Head injury awareness again rose to the forefront in the 1-1 draw between Wales and Croatia in Cardiff when Daniel James went down after colliding with a pair of opponents.
The Manchester United winger looked to almost sure have been knocked unconscious when Domagoj Vida’s knee appeared to tap the back of his head while challenging for a ball in the air. Vida went toppling over the back of teammate Borna Barisic who ducked out of the way, but it was James who many were concerned for as he lay motionless on his back with his eyes closed.
Yet James was allowed to come back onto the field and completed the full 90 minutes, sparking criticism from injury advocates and fans who were concerned for James’ safety on the field, at potential risk for even more serious consequences should he indeed have suffered a concussion.

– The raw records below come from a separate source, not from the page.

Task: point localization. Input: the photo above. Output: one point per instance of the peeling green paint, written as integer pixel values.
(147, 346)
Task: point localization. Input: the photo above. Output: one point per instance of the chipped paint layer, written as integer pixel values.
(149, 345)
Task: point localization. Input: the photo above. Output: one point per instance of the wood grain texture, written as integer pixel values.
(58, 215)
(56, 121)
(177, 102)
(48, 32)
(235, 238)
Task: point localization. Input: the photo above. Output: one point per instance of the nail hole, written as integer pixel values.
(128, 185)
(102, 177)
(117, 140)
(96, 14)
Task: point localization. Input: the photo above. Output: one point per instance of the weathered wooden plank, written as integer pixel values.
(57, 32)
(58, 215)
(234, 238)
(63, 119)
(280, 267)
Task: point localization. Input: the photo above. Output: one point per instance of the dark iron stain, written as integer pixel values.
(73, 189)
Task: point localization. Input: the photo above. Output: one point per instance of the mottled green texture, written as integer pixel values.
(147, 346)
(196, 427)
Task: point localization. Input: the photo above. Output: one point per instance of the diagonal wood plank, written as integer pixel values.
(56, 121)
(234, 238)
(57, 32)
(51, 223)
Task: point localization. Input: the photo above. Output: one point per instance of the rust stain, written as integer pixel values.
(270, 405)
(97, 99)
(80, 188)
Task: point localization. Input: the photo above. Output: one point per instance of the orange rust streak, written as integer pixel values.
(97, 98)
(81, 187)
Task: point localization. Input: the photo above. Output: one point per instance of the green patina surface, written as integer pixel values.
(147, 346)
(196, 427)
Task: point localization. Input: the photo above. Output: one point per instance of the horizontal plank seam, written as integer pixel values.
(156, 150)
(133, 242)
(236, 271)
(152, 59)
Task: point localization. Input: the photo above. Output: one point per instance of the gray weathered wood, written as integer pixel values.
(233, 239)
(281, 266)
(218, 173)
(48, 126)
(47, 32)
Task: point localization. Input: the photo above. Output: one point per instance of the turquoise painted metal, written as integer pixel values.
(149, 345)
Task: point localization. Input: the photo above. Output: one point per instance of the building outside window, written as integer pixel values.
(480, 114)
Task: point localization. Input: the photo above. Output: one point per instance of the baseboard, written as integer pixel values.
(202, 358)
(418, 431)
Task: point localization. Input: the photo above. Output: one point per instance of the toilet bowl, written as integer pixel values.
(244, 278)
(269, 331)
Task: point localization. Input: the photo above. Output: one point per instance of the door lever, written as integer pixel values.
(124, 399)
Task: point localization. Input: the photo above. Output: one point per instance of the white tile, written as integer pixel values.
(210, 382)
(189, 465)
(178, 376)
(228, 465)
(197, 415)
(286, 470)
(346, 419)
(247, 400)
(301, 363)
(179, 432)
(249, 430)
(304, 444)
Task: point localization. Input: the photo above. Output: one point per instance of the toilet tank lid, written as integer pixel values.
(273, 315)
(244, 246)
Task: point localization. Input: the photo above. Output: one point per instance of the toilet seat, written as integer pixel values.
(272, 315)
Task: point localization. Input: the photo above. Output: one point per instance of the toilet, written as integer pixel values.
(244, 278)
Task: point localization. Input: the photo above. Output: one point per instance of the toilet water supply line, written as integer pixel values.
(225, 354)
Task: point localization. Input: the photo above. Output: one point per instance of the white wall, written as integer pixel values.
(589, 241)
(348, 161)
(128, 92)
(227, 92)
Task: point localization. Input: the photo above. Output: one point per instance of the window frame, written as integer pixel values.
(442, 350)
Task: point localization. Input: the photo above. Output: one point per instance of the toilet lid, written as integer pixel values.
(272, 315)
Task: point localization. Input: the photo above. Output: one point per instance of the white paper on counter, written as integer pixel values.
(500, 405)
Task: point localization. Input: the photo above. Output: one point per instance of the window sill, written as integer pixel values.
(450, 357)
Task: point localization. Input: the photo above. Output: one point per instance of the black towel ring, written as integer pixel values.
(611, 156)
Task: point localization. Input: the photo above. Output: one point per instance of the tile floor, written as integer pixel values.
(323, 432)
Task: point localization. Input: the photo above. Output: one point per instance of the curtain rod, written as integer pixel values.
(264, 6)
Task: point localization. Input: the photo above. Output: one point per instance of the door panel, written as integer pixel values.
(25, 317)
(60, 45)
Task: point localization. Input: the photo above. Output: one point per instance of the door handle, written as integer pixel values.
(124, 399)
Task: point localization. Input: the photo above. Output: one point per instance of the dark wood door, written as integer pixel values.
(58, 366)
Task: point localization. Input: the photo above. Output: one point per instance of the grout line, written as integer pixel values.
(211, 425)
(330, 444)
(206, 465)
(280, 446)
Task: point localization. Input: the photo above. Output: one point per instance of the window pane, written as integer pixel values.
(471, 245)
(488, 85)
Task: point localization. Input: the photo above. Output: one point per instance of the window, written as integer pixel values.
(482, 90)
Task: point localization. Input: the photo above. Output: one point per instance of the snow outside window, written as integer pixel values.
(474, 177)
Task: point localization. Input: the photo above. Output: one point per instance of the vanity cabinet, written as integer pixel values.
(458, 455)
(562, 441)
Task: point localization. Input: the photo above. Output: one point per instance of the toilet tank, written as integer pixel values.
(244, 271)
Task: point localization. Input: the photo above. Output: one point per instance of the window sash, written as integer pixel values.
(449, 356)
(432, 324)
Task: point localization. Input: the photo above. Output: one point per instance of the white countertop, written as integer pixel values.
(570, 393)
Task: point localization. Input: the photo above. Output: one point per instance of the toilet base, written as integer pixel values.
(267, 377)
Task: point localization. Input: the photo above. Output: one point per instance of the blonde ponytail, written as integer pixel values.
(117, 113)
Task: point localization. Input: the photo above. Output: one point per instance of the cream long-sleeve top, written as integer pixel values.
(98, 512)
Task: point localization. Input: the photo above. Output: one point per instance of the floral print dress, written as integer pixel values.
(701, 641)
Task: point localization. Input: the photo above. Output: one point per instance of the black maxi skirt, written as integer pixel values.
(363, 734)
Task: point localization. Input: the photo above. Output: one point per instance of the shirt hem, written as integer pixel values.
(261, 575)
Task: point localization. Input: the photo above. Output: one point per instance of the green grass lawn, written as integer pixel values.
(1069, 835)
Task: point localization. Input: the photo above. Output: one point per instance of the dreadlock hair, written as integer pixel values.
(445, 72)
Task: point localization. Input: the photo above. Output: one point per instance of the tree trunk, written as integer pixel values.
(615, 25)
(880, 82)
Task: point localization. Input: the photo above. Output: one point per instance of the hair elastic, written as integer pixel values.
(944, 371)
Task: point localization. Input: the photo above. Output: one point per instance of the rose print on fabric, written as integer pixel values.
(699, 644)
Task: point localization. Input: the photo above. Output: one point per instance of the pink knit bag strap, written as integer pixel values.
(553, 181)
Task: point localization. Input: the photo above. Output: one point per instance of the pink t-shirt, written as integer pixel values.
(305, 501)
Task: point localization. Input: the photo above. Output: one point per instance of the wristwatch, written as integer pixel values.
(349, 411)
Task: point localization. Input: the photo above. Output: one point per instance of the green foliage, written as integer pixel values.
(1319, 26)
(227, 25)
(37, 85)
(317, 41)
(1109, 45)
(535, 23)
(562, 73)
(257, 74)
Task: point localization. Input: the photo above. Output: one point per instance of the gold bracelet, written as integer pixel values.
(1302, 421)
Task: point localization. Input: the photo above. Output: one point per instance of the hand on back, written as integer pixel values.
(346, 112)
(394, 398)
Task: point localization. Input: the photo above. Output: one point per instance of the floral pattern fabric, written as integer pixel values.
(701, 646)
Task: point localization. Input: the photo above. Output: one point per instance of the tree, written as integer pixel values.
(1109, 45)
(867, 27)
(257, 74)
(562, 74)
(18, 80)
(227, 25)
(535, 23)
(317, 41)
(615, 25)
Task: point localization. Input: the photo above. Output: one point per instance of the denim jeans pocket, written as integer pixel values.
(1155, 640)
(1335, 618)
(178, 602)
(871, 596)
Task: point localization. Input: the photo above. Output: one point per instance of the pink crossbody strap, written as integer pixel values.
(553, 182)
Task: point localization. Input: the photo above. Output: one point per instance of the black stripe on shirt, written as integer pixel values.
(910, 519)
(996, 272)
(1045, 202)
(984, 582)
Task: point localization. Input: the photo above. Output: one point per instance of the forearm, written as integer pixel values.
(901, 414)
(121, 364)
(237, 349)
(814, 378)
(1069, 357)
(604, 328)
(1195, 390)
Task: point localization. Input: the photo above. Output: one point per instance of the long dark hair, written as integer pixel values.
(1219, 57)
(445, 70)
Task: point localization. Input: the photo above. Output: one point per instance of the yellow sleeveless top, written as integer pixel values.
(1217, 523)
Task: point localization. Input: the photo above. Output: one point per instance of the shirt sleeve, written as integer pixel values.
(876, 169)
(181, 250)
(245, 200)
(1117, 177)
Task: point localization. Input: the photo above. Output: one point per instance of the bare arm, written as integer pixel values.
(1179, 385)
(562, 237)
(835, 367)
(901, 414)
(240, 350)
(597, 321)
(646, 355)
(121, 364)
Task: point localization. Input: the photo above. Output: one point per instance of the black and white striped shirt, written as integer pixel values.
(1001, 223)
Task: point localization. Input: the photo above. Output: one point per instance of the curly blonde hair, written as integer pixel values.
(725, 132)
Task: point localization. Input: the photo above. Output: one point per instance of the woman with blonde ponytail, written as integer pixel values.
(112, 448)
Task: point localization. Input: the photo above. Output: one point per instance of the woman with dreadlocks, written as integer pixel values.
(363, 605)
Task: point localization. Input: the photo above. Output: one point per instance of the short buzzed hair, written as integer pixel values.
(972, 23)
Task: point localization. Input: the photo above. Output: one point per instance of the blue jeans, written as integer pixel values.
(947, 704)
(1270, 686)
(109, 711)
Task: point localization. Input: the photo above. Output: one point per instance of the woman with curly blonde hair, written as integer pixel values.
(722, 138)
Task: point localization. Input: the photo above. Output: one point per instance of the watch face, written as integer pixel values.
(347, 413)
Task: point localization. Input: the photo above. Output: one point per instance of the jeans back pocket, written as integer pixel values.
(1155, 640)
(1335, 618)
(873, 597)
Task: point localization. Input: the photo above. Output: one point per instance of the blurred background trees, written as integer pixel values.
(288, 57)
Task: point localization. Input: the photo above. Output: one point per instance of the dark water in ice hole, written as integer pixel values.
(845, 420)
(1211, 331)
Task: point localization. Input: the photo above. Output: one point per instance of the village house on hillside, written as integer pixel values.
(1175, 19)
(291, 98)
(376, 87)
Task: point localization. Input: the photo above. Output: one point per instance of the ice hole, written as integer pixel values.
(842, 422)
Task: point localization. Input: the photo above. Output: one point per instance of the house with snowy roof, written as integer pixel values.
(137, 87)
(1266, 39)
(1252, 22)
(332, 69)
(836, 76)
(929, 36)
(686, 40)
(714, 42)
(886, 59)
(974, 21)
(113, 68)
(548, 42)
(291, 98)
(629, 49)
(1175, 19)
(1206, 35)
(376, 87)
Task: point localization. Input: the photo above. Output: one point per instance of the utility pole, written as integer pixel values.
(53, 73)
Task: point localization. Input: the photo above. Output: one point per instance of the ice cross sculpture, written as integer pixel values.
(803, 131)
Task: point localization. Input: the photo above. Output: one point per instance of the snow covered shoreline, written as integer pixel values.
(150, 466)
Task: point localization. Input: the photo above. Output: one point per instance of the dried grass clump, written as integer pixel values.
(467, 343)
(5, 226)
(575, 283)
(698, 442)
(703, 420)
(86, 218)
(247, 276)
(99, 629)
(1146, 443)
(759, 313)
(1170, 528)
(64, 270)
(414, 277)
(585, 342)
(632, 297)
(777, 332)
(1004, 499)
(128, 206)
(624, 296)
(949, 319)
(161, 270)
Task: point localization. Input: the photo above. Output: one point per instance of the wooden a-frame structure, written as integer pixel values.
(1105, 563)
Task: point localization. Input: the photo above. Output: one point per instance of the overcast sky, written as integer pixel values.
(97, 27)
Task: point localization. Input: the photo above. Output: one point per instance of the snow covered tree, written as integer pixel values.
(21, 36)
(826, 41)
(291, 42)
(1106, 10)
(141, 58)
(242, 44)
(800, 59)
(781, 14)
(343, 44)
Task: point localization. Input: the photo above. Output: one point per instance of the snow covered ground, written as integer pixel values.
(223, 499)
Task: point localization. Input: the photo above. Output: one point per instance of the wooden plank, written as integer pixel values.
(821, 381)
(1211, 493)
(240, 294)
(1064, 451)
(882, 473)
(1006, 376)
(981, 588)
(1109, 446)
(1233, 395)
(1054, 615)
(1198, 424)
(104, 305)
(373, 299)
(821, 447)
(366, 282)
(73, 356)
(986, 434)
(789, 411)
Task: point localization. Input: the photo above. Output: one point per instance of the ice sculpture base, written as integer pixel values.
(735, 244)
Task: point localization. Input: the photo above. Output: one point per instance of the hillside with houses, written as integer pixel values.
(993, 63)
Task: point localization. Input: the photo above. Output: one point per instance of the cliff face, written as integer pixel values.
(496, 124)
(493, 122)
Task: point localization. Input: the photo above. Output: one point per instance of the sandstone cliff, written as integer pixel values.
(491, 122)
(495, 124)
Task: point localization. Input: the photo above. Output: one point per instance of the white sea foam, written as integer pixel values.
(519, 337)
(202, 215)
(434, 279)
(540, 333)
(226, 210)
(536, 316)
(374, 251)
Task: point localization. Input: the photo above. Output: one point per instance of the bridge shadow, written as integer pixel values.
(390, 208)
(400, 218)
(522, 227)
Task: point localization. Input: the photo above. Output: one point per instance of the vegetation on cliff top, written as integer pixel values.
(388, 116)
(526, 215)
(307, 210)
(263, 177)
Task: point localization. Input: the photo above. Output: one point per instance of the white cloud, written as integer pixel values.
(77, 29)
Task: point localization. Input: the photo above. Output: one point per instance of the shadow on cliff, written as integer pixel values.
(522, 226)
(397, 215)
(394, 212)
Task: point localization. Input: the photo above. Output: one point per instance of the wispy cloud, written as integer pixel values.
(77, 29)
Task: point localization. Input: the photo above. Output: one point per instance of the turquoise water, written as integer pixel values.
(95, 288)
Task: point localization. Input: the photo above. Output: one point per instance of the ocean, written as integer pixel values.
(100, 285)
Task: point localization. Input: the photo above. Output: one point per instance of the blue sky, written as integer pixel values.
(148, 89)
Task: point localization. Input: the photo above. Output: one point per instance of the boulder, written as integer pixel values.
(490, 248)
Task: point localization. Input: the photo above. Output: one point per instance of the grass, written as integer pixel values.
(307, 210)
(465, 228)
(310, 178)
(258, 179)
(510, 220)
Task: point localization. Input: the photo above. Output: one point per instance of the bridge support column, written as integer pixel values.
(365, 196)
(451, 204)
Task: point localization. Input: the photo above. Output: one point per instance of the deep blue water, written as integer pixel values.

After the game however, despite what fans saw as James lie on the turf, the 21-year-old insisted he was not knocked unconscious. “I’m fine,” James claimed after the match, speaking to Sky Sports. “I think he just caught me in the head but I didn’t get knocked out fortunately.”
Wales boss Ryan Giggs backed up the decision as well, calling James’ motionless display “a bit of acting.”
“The medical staff went over, he was compos mentis and we did all the checks at half-time and he was fine,” Giggs said, referring to the latin phrase for “of sound mind.”
If James was indeed faking unconsciousness, it’s natural to wonder if he should face a fine from UEFA for looking to con referees, and in the process possibly confusing the independent neurologists on site assigned to assess head injuries.
ESPN broadcaster Taylor Twellman, who has been outspoken over the past few years advocating for head injury awareness after his career was cut short by concussions, took to Twitter to criticize Wales for allowing James back into the game. Twellman, who was on the ESPN call of the broadcast with Ian Darke, said more needs to be done to prevent players from being able to force their way back onto the field, lest someone be killed by second impact syndrome.
Former Hull City player Ryan Mason, who was forced to retire after a serious skull fracture saw him fighting for his life, was also seriously concerned about the incident.
Interestingly enough, later in the match just seconds after the second half restart, young Wales midfielder Ethan Ampadu was whalloped from behind by Croatia’s Bruno Petkovic in a wild and reckless aerial challenge. Petkovic’s elbow went clattering into the back of Ampadu’s head, and the was left writhing on the ground holding his head. The Chelsea youngster was taken off the field and immediately replaced by Joe Morrell, while Petkovic was lucky to escape with just a yellow card.